Run thru the closure compiler, these files generate the following background.js and options.js:

background.js (minified, with advanced optimizations)

var b = {};
window.a = {b:function(a) {
  return b[a];
}, c:function(a, d) {
  b[a] = d;
}};

options.js (minified, with advanced optimizations)

var c = chrome.extension.getBackgroundPage().a;
c.c("some-option", 100);
alert(c.b("some-option"));

As you can see the closure compiler has minified even the property named  optionsPageInterface and is using the same name on both the client pages and the background page.

I have tested this on a fairly large chrome extension with multiple client UI pages.

Even though components of my chrome extension communicate internally with each other using minified names, that is fine with me because the only consumers of the background page-provided APIs are all versioned together with the provider -- in other words, the background is really providing an internal-only API for the client pages.  The same is also true for uses of sendMessage(), as the closure compiler is able to minify names shared between client UI pages and the background page.

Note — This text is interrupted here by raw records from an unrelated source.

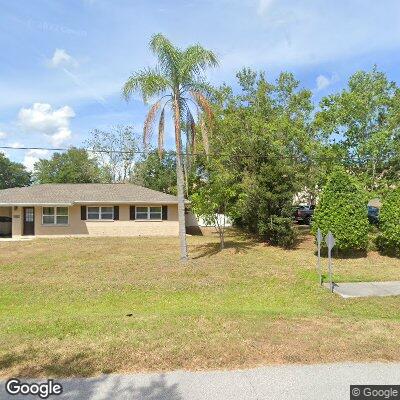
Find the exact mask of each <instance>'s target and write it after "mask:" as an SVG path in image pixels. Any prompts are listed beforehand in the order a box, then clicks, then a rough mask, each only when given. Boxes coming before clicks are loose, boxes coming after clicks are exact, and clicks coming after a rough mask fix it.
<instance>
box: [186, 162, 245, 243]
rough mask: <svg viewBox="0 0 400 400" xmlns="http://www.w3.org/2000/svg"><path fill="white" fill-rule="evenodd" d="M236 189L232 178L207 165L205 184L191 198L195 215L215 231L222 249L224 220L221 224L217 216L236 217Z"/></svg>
mask: <svg viewBox="0 0 400 400" xmlns="http://www.w3.org/2000/svg"><path fill="white" fill-rule="evenodd" d="M237 189H238V188H237V185H236V184H235V182H234V180H233V179H232V176H230V175H229V173H228V172H227V171H226V170H225V169H224V168H223V167H222V166H221V165H218V164H217V163H215V162H214V163H213V165H210V164H209V165H208V177H207V180H206V182H204V183H203V185H202V186H201V187H200V188H199V189H198V190H197V191H196V193H194V194H193V195H192V197H191V202H192V207H193V210H194V212H195V214H196V215H197V216H200V217H202V218H203V219H204V220H205V221H206V222H207V223H208V224H210V225H212V226H215V228H216V229H217V231H218V233H219V236H220V243H221V248H223V247H224V233H225V219H222V222H221V220H220V219H219V218H218V214H224V215H225V217H228V218H230V219H234V218H236V217H237V205H236V200H237V196H238V192H237Z"/></svg>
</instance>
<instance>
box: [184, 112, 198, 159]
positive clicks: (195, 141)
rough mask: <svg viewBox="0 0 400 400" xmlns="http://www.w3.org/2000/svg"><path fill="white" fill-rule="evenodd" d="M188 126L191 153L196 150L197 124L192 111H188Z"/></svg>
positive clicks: (190, 150) (187, 115)
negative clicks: (195, 148) (194, 118)
mask: <svg viewBox="0 0 400 400" xmlns="http://www.w3.org/2000/svg"><path fill="white" fill-rule="evenodd" d="M186 125H187V131H188V132H187V133H188V135H187V143H188V145H189V150H190V152H193V151H194V149H195V144H196V143H195V142H196V124H195V122H194V118H193V115H192V113H191V112H190V110H189V109H188V110H187V113H186Z"/></svg>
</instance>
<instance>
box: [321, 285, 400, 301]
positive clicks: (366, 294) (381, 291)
mask: <svg viewBox="0 0 400 400" xmlns="http://www.w3.org/2000/svg"><path fill="white" fill-rule="evenodd" d="M324 286H325V287H326V288H327V289H329V283H324ZM334 292H335V293H337V294H338V295H340V296H342V297H343V298H345V299H347V298H354V297H372V296H375V297H384V296H400V281H389V282H356V283H335V284H334Z"/></svg>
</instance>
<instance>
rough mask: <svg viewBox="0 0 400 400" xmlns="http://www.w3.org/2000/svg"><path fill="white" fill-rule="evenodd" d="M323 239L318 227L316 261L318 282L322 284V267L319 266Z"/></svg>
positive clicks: (322, 236)
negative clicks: (316, 255)
mask: <svg viewBox="0 0 400 400" xmlns="http://www.w3.org/2000/svg"><path fill="white" fill-rule="evenodd" d="M323 239H324V237H323V235H322V232H321V229H319V228H318V231H317V245H318V261H317V270H318V274H319V284H320V285H322V268H321V244H322V240H323Z"/></svg>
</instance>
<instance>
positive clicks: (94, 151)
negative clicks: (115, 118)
mask: <svg viewBox="0 0 400 400" xmlns="http://www.w3.org/2000/svg"><path fill="white" fill-rule="evenodd" d="M0 149H4V150H45V151H68V150H71V148H63V147H60V148H54V147H14V146H0ZM80 149H82V150H86V151H88V152H90V153H118V154H149V151H145V150H109V149H96V150H95V149H86V148H84V147H81V148H80ZM167 151H168V150H167ZM169 151H173V152H174V153H175V154H176V151H175V150H169ZM180 154H181V155H182V156H210V157H218V156H228V157H229V156H231V154H224V153H213V154H206V153H180ZM235 156H238V157H256V156H257V155H254V154H243V153H242V154H235Z"/></svg>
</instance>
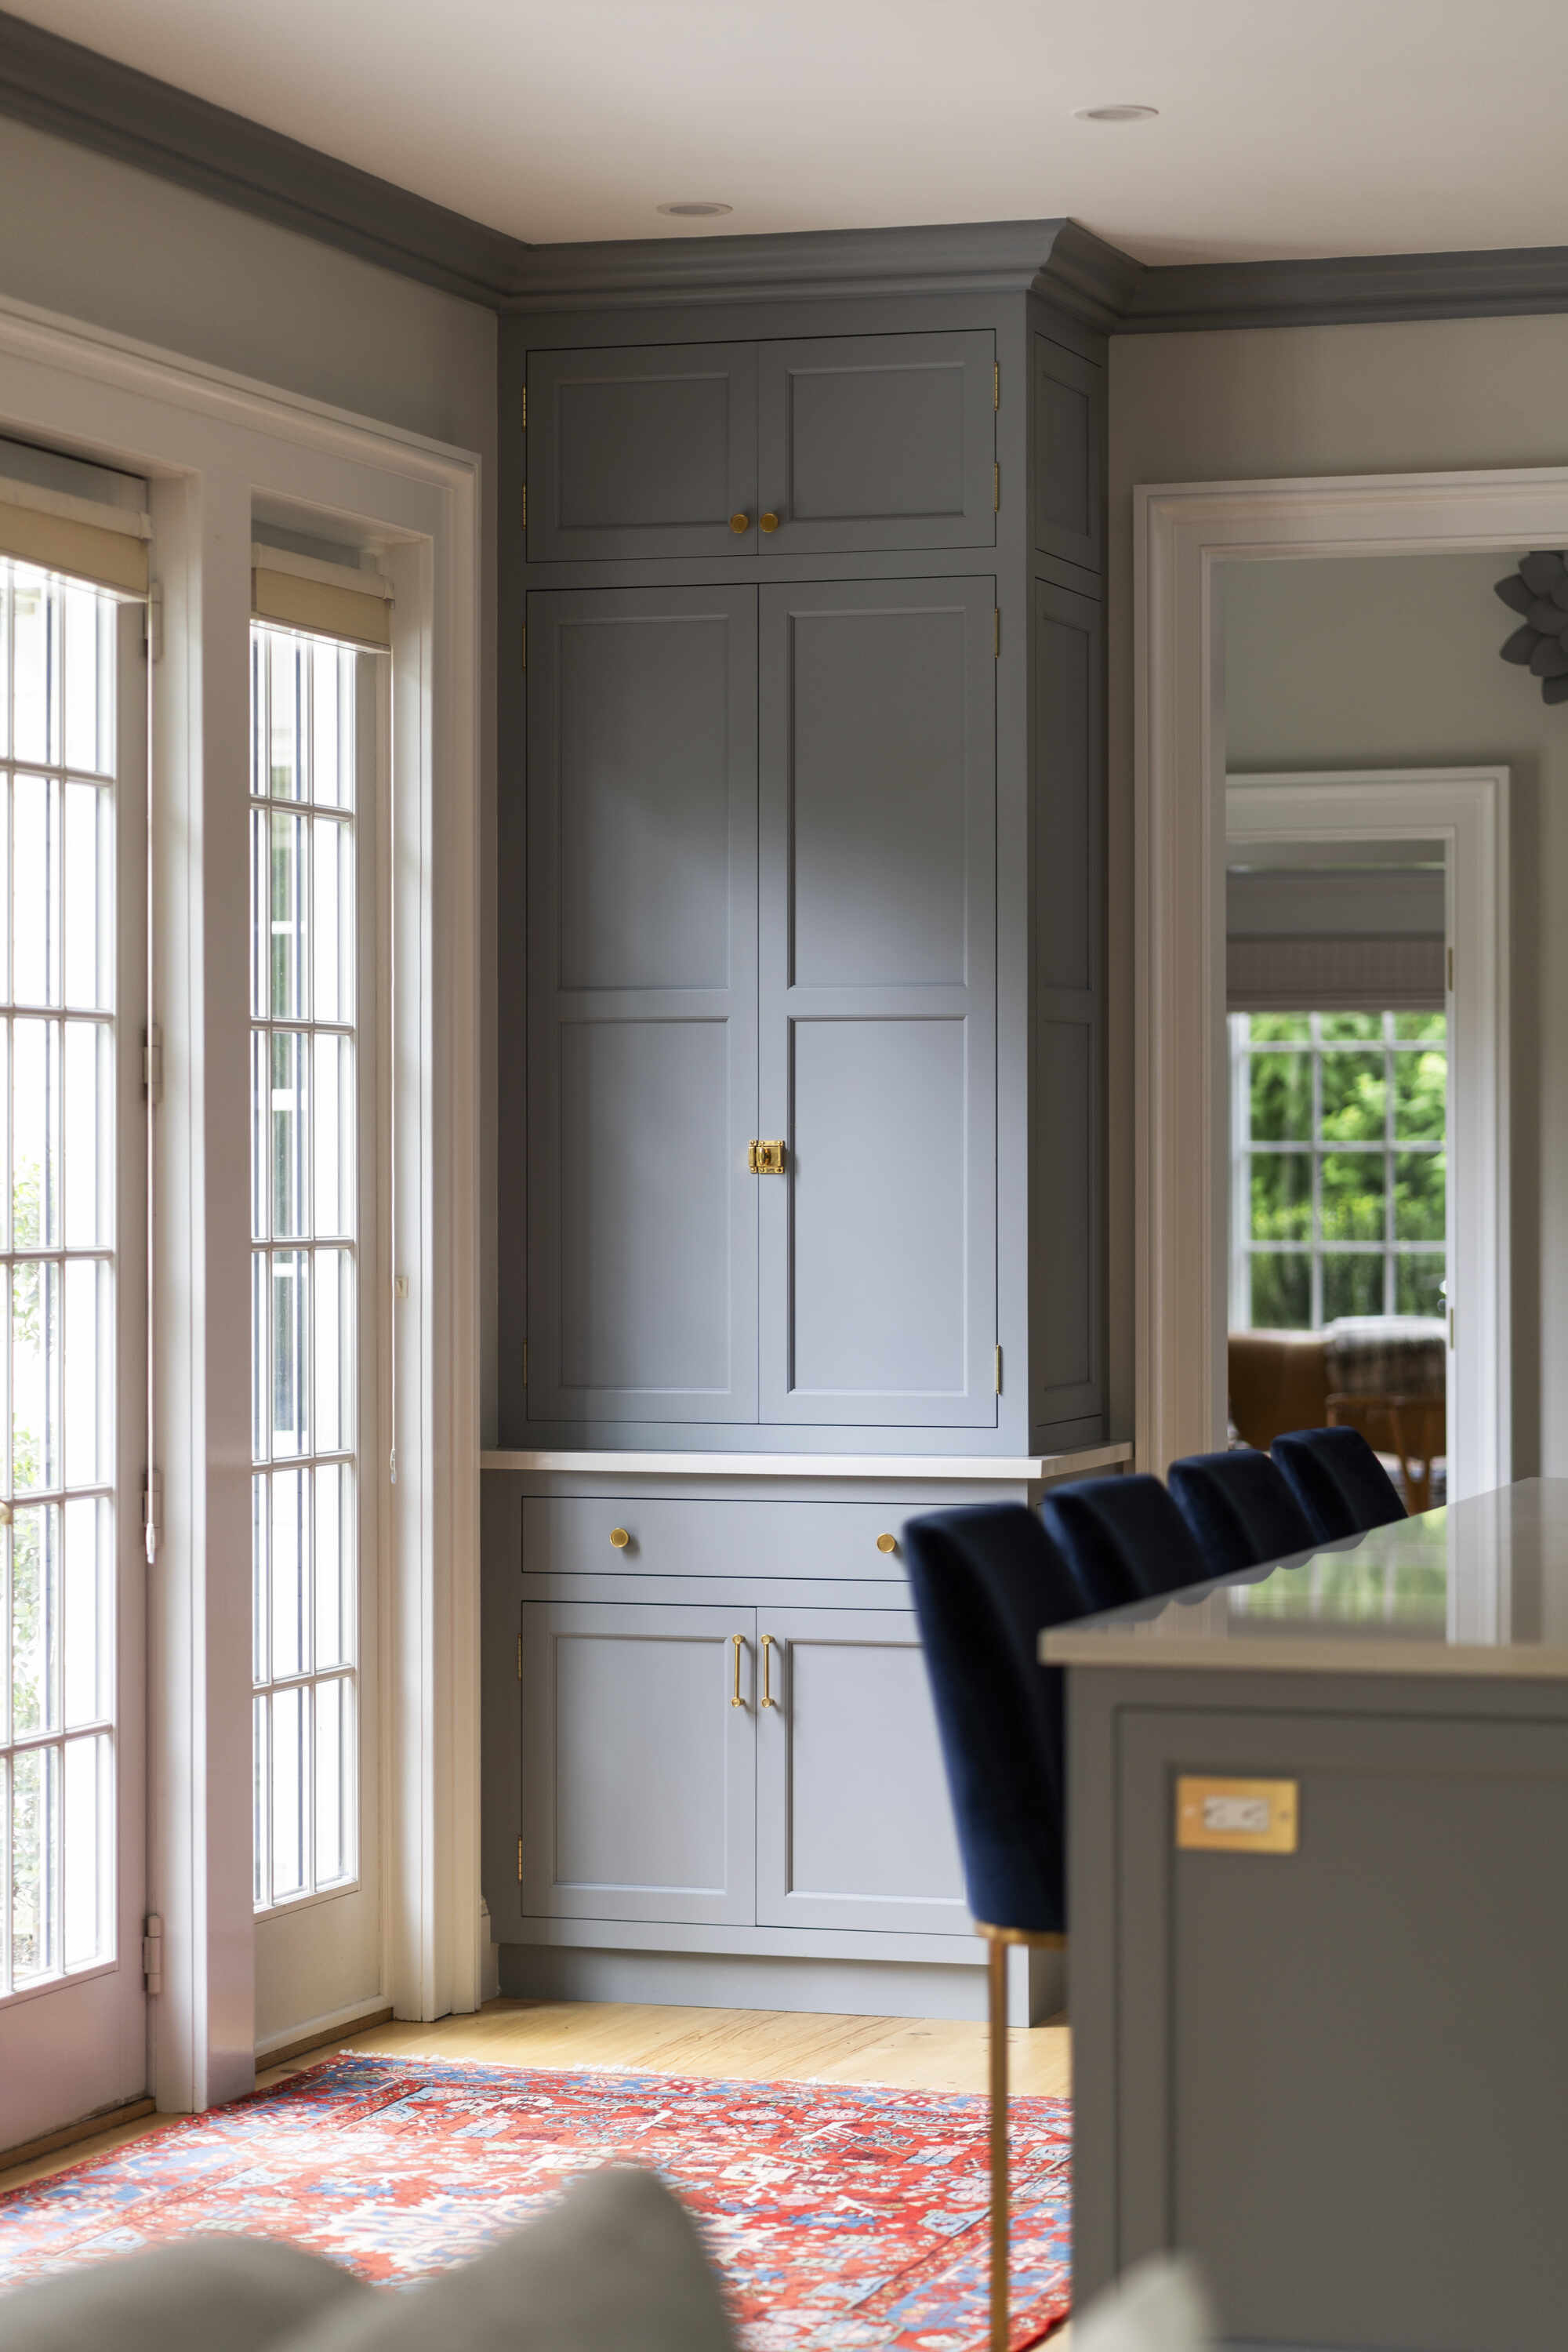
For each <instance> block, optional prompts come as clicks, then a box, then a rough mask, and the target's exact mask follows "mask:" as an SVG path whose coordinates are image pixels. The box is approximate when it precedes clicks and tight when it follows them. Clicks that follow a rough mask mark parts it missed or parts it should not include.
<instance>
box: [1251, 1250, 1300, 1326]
mask: <svg viewBox="0 0 1568 2352" xmlns="http://www.w3.org/2000/svg"><path fill="white" fill-rule="evenodd" d="M1248 1263H1251V1279H1253V1329H1255V1331H1307V1329H1309V1324H1312V1261H1309V1258H1307V1254H1305V1251H1302V1254H1300V1256H1295V1254H1286V1251H1279V1256H1276V1254H1274V1251H1269V1254H1267V1256H1265V1254H1258V1256H1255V1258H1251V1261H1248Z"/></svg>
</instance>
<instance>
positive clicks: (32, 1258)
mask: <svg viewBox="0 0 1568 2352" xmlns="http://www.w3.org/2000/svg"><path fill="white" fill-rule="evenodd" d="M141 630H143V619H141V607H139V604H120V602H115V600H113V597H110V595H106V593H101V590H99V588H89V586H85V583H78V581H71V579H63V576H59V574H49V572H40V569H35V567H31V564H21V562H9V560H5V562H0V2150H2V2147H14V2145H19V2143H26V2140H31V2138H33V2136H38V2133H42V2131H49V2129H54V2126H59V2124H68V2122H75V2119H78V2117H82V2114H92V2112H96V2110H101V2107H113V2105H118V2103H122V2100H127V2098H136V2096H139V2093H141V2091H143V2089H146V2082H148V2051H146V1983H143V1973H141V1933H143V1903H146V1766H143V1691H146V1663H143V1578H146V1545H143V1517H141V1484H143V1470H146V1390H148V1371H146V1362H148V1359H146V1105H143V1070H141V1044H143V1016H146V666H143V635H141Z"/></svg>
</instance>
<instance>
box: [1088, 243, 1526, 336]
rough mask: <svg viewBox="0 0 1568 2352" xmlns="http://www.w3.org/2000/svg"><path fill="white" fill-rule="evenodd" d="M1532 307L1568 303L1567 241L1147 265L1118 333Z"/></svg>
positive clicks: (1453, 313) (1519, 309)
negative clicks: (1247, 259) (1330, 256)
mask: <svg viewBox="0 0 1568 2352" xmlns="http://www.w3.org/2000/svg"><path fill="white" fill-rule="evenodd" d="M1530 310H1568V247H1563V245H1519V247H1507V249H1500V252H1469V254H1345V256H1335V259H1331V261H1190V263H1171V266H1164V268H1143V270H1140V275H1138V282H1135V287H1133V296H1131V301H1128V303H1126V308H1124V315H1121V320H1119V322H1117V334H1190V332H1211V329H1220V327H1352V325H1359V322H1361V325H1389V322H1396V320H1415V318H1516V315H1521V313H1530Z"/></svg>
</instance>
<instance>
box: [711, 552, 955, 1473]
mask: <svg viewBox="0 0 1568 2352" xmlns="http://www.w3.org/2000/svg"><path fill="white" fill-rule="evenodd" d="M759 597H762V628H759V642H762V668H759V710H762V746H759V753H762V807H759V835H762V941H759V1023H762V1028H759V1082H762V1091H759V1112H757V1115H759V1127H757V1134H759V1136H764V1138H780V1141H783V1143H785V1174H783V1176H757V1178H755V1185H757V1195H759V1218H762V1225H759V1254H762V1308H759V1315H762V1418H764V1421H771V1423H802V1425H809V1423H870V1425H882V1428H992V1425H994V1421H997V1388H994V1343H997V948H994V924H997V739H994V729H997V684H994V659H992V609H994V581H990V579H943V581H839V583H835V586H809V588H783V586H780V588H762V590H759Z"/></svg>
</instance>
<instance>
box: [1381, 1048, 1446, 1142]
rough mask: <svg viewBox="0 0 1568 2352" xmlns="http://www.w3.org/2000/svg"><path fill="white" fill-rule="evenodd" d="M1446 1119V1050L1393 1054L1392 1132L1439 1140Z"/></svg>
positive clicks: (1440, 1135)
mask: <svg viewBox="0 0 1568 2352" xmlns="http://www.w3.org/2000/svg"><path fill="white" fill-rule="evenodd" d="M1446 1122H1448V1054H1446V1051H1436V1049H1434V1051H1427V1054H1394V1134H1396V1136H1399V1138H1401V1143H1418V1141H1432V1143H1441V1141H1443V1134H1446Z"/></svg>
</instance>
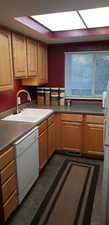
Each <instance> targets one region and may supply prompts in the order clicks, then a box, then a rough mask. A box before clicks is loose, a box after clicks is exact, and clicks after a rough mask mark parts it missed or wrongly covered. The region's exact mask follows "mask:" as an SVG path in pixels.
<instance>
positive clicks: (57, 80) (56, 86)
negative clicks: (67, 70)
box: [48, 41, 109, 87]
mask: <svg viewBox="0 0 109 225" xmlns="http://www.w3.org/2000/svg"><path fill="white" fill-rule="evenodd" d="M103 50H109V41H96V42H80V43H69V44H57V45H49V47H48V77H49V82H48V86H49V87H64V52H72V51H103Z"/></svg>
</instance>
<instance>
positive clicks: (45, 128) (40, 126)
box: [39, 120, 47, 134]
mask: <svg viewBox="0 0 109 225" xmlns="http://www.w3.org/2000/svg"><path fill="white" fill-rule="evenodd" d="M46 128H47V120H45V121H43V122H42V123H41V124H40V125H39V134H41V133H42V132H43V131H44V130H45V129H46Z"/></svg>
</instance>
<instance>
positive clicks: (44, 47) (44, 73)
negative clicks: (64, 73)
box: [42, 45, 48, 82]
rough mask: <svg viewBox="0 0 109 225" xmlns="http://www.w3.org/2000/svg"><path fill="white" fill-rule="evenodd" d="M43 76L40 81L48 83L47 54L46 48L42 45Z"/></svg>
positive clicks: (46, 47)
mask: <svg viewBox="0 0 109 225" xmlns="http://www.w3.org/2000/svg"><path fill="white" fill-rule="evenodd" d="M42 60H43V74H42V76H43V77H42V79H43V80H45V81H46V82H48V54H47V46H46V45H43V59H42Z"/></svg>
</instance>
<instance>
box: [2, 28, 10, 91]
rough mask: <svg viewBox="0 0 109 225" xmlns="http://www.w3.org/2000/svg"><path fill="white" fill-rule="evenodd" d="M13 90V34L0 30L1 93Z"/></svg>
mask: <svg viewBox="0 0 109 225" xmlns="http://www.w3.org/2000/svg"><path fill="white" fill-rule="evenodd" d="M12 88H13V69H12V51H11V33H10V32H9V31H8V30H5V29H2V28H0V91H6V90H9V89H12Z"/></svg>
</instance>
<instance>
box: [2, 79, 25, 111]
mask: <svg viewBox="0 0 109 225" xmlns="http://www.w3.org/2000/svg"><path fill="white" fill-rule="evenodd" d="M21 88H22V86H21V81H20V80H15V81H14V88H13V90H10V91H5V92H0V112H2V111H5V110H7V109H10V108H12V107H15V106H16V93H17V91H18V90H20V89H21Z"/></svg>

You may likely still need to use subscript-property notation with string literals for any property names / members that escape the extension, for example, query parameters.

I also found -- and fixed in my copy -- a bug of incompleteness in the declaration of chrome.windows.* (from chrome_extensions.js) which made the closure compiler fail to recognize when some property names should not have been minified under advanced optimizations.  See issue closure-compiler issue 1961 at github.